Every once in a while in Hud, it seems like Paul Newman's eponymous lead character might do something selfless. Not redemptive or nice, but selfless. It's not the point of the film and not one of its promises–it's just visible how significant it would be for Brandon De Wilde, playing Newman's orphaned nephew.
Hud fires on all cylinders. Director Ritt and cinematographer James Wong Howe compose a breathtakingly gorgeous film. It's hard to imagine the skies as having color; in Howe's black and white photography they are an infinite gray. It's a very small cast–Newman, De Wilde, Melvyn Douglas as the patriarch, Patricia Neal as the housekeeper who both Newman and De Wilde desire–and the black nights keep the cast claustrophobically close. Newman and Douglas's dysfunctional relationship can't be escaped, with De Wilde growing up in it and Neal the outside observer.
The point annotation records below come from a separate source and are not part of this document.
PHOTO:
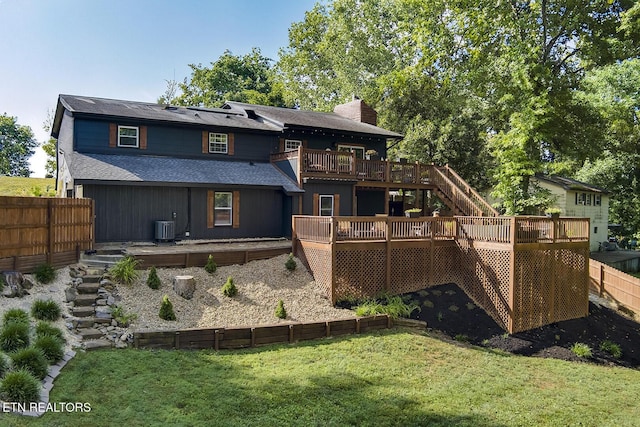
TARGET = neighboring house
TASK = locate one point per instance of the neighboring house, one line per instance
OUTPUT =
(226, 172)
(579, 199)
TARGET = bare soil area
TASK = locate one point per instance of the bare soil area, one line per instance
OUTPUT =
(448, 309)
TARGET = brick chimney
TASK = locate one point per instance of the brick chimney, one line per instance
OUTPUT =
(357, 110)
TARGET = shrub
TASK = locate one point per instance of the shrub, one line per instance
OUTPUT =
(291, 263)
(20, 386)
(581, 350)
(211, 266)
(124, 271)
(46, 310)
(14, 336)
(612, 348)
(153, 281)
(45, 273)
(229, 289)
(123, 318)
(4, 365)
(47, 329)
(166, 309)
(51, 347)
(16, 315)
(280, 312)
(32, 359)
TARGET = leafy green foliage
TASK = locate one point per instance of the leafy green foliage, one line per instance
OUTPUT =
(45, 273)
(280, 311)
(229, 288)
(15, 315)
(14, 336)
(582, 350)
(46, 310)
(17, 144)
(20, 386)
(612, 348)
(51, 347)
(153, 281)
(123, 318)
(211, 266)
(44, 328)
(290, 264)
(124, 271)
(32, 359)
(166, 309)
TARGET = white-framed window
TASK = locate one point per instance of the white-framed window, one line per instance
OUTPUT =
(326, 206)
(128, 136)
(358, 149)
(292, 144)
(218, 143)
(223, 207)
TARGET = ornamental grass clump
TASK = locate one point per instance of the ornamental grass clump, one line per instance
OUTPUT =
(280, 312)
(291, 263)
(153, 281)
(166, 309)
(14, 336)
(46, 310)
(211, 266)
(32, 359)
(15, 315)
(45, 273)
(44, 328)
(20, 386)
(51, 347)
(229, 288)
(124, 271)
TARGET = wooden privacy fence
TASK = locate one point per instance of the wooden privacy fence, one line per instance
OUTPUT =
(523, 271)
(614, 284)
(229, 338)
(35, 231)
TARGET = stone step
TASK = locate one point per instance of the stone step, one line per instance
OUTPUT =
(89, 333)
(83, 311)
(88, 322)
(88, 288)
(85, 300)
(97, 344)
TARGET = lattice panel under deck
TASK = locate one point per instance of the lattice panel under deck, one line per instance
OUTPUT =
(409, 269)
(533, 289)
(485, 278)
(572, 284)
(318, 261)
(360, 272)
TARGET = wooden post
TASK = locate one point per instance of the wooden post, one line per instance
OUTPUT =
(51, 230)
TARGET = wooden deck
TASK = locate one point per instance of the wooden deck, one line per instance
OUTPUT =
(523, 271)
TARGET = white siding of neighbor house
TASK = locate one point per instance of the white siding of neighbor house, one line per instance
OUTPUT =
(598, 215)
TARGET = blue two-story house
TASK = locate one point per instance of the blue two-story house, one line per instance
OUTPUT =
(233, 172)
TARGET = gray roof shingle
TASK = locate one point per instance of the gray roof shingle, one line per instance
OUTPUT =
(169, 170)
(288, 117)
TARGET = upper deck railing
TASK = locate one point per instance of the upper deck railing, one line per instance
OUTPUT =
(506, 230)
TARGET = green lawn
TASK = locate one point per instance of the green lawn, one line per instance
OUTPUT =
(391, 378)
(19, 186)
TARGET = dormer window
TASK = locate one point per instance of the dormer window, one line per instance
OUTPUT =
(128, 136)
(218, 143)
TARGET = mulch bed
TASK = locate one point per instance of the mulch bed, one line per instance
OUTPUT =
(446, 308)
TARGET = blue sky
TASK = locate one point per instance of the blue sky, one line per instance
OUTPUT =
(123, 49)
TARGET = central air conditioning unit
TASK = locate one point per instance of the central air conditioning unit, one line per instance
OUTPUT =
(165, 231)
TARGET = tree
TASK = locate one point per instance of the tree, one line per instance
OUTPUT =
(248, 78)
(50, 147)
(17, 144)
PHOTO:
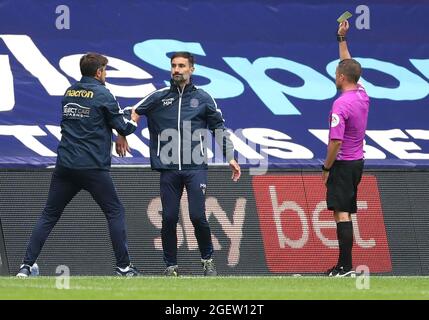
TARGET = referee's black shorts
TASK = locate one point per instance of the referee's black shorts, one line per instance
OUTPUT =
(344, 178)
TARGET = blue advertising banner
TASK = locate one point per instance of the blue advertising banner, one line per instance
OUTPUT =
(270, 65)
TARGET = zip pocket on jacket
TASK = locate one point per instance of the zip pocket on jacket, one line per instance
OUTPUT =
(201, 144)
(159, 146)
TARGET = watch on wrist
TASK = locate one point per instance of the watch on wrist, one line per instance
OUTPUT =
(341, 38)
(325, 169)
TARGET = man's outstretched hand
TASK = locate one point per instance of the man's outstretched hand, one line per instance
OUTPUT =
(122, 146)
(236, 171)
(343, 28)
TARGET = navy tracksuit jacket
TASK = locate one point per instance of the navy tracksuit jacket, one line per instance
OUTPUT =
(89, 113)
(178, 122)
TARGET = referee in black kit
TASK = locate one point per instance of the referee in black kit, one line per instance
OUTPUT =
(90, 112)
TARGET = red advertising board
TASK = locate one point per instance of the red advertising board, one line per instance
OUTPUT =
(299, 233)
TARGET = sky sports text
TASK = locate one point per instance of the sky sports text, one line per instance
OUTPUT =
(274, 95)
(254, 146)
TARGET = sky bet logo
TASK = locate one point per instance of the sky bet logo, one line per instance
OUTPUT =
(275, 96)
(299, 233)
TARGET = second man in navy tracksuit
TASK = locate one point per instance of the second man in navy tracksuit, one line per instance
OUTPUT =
(89, 113)
(178, 117)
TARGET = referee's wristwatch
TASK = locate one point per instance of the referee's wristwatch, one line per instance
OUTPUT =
(325, 169)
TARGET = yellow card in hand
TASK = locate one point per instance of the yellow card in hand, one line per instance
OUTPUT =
(344, 16)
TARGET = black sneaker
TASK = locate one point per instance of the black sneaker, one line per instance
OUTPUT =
(171, 271)
(209, 267)
(340, 272)
(345, 273)
(24, 271)
(332, 272)
(129, 271)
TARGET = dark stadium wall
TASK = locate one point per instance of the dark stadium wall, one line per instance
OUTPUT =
(272, 224)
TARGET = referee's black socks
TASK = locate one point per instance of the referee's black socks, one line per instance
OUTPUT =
(345, 241)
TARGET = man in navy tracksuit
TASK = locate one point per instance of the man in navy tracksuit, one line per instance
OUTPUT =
(178, 117)
(90, 112)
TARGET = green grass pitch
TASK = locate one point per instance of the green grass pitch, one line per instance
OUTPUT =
(225, 288)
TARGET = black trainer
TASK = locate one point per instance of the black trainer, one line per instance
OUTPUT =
(24, 271)
(340, 272)
(209, 267)
(171, 271)
(129, 271)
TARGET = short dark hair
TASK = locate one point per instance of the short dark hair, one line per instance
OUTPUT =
(91, 62)
(184, 54)
(351, 69)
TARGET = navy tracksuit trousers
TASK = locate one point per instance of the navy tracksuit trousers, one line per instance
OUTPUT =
(172, 183)
(65, 184)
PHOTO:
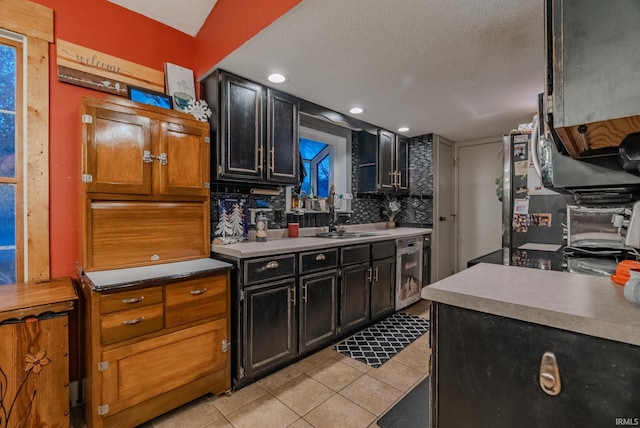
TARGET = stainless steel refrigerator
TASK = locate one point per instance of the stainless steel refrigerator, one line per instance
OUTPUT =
(531, 214)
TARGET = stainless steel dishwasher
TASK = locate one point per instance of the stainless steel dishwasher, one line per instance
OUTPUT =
(408, 270)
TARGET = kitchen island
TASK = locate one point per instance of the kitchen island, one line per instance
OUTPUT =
(526, 347)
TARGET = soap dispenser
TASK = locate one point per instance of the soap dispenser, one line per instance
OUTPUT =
(261, 227)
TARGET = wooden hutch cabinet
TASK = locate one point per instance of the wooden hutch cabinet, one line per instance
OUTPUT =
(155, 306)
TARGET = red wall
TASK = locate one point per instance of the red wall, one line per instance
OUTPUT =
(113, 30)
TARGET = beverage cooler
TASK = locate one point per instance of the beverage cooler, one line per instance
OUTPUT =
(409, 263)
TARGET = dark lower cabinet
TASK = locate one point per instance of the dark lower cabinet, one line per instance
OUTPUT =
(383, 288)
(354, 297)
(486, 373)
(269, 326)
(317, 310)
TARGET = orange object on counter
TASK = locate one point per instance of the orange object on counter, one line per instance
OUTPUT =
(622, 271)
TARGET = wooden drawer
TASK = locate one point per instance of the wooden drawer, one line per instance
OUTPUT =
(382, 250)
(269, 268)
(316, 261)
(130, 299)
(355, 254)
(122, 325)
(195, 299)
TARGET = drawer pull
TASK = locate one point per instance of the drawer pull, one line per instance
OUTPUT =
(133, 300)
(133, 321)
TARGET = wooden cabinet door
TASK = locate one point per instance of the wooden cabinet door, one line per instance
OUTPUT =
(386, 161)
(144, 370)
(115, 146)
(269, 328)
(383, 288)
(241, 130)
(318, 310)
(402, 164)
(283, 155)
(489, 369)
(183, 167)
(354, 296)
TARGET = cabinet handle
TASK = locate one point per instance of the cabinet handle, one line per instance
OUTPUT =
(133, 321)
(549, 374)
(133, 300)
(272, 165)
(147, 157)
(272, 265)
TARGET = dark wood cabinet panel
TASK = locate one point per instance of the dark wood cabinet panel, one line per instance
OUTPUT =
(318, 310)
(487, 374)
(241, 132)
(383, 288)
(354, 297)
(282, 138)
(270, 327)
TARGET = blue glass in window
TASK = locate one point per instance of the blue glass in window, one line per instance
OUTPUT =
(7, 145)
(309, 149)
(7, 233)
(324, 177)
(7, 78)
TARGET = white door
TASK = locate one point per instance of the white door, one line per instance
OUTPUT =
(443, 210)
(479, 210)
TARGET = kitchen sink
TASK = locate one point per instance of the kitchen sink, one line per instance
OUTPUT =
(347, 235)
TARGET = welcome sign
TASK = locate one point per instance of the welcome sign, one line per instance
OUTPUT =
(89, 68)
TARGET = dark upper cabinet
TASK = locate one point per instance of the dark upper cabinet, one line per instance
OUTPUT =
(383, 162)
(255, 129)
(282, 138)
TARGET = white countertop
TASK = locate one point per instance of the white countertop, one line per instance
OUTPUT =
(305, 243)
(587, 304)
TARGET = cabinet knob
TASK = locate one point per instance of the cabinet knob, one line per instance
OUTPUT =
(549, 374)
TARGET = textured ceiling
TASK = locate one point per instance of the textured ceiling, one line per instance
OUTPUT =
(464, 69)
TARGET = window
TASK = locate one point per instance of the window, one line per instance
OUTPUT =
(317, 158)
(11, 254)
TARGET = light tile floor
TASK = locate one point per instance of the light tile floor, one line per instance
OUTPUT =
(326, 389)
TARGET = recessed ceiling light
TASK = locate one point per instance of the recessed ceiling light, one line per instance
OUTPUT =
(276, 78)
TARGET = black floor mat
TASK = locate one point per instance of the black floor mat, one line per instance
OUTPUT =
(378, 343)
(410, 412)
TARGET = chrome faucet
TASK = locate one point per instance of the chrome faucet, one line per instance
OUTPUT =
(333, 224)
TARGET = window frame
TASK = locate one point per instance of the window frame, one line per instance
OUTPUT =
(34, 23)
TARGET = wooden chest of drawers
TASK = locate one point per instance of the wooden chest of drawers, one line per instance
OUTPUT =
(155, 344)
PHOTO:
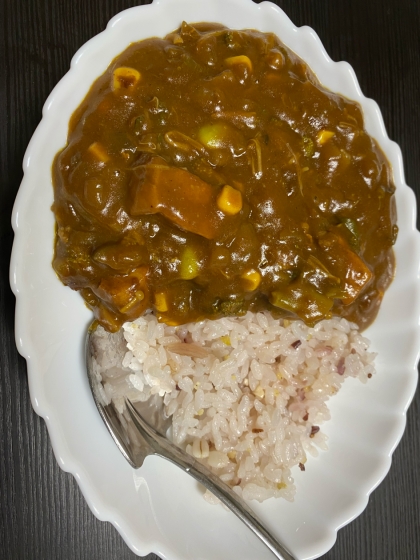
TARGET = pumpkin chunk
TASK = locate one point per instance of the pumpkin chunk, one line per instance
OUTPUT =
(183, 198)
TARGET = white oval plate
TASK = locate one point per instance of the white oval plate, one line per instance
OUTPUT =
(158, 508)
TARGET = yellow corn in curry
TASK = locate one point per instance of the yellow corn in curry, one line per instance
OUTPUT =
(209, 173)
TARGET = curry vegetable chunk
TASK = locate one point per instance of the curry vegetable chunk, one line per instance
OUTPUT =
(208, 173)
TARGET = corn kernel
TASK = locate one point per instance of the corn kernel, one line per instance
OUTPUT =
(97, 150)
(323, 136)
(137, 298)
(229, 200)
(125, 77)
(189, 267)
(252, 278)
(259, 392)
(161, 302)
(241, 59)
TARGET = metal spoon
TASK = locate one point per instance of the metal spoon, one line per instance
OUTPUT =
(141, 431)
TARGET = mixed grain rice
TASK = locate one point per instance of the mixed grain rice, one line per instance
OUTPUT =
(247, 395)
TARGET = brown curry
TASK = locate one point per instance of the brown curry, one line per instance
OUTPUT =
(209, 173)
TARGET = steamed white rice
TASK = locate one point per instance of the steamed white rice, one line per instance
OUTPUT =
(247, 395)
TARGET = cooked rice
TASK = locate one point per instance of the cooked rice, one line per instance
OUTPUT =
(246, 394)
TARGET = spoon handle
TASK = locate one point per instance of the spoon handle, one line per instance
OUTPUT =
(163, 447)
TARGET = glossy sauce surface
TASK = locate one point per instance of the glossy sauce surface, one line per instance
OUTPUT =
(209, 172)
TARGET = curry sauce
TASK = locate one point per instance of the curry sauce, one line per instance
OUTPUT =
(209, 173)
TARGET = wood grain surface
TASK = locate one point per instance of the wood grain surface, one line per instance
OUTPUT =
(43, 515)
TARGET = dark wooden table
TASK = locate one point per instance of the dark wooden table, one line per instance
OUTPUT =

The screenplay, from Irving Ravetch and Harriet Frank Jr., gives Douglas these wonderful monologues, full of sincerity and wisdom, while it gives Newman monologues of selfishness and cynicism. They're dueling ideologies and it becomes clearer and clearer as the film progresses they're in direct reaction to one another. It's a brilliant script.
As for the cast, the last cylinder–except perhaps the sound design and Elmer Bernstein's score–all of actors are phenomenal. The film has a relatively short present action but De Wilde goes through a visible transition as things move along, whereas Newman and Douglas more reveal themselves as the film progresses.
Hud is a singular motion picture.
Directed by Martin Ritt; screenplay by Irving Ravetch and Harriet Frank Jr., based on the novel by Larry McMurtry; director of photography, James Wong Howe; edited by Frank Bracht; music by Elmer Bernstein; produced by Ravetch and Ritt; released by Paramount Pictures.
Starring Paul Newman (Hud Bannon), Melvyn Douglas (Homer Bannon), Patricia Neal (Alma Brown), Whit Bissell (Mr. Burris) and Brandon De Wilde (Lonnie Bannon).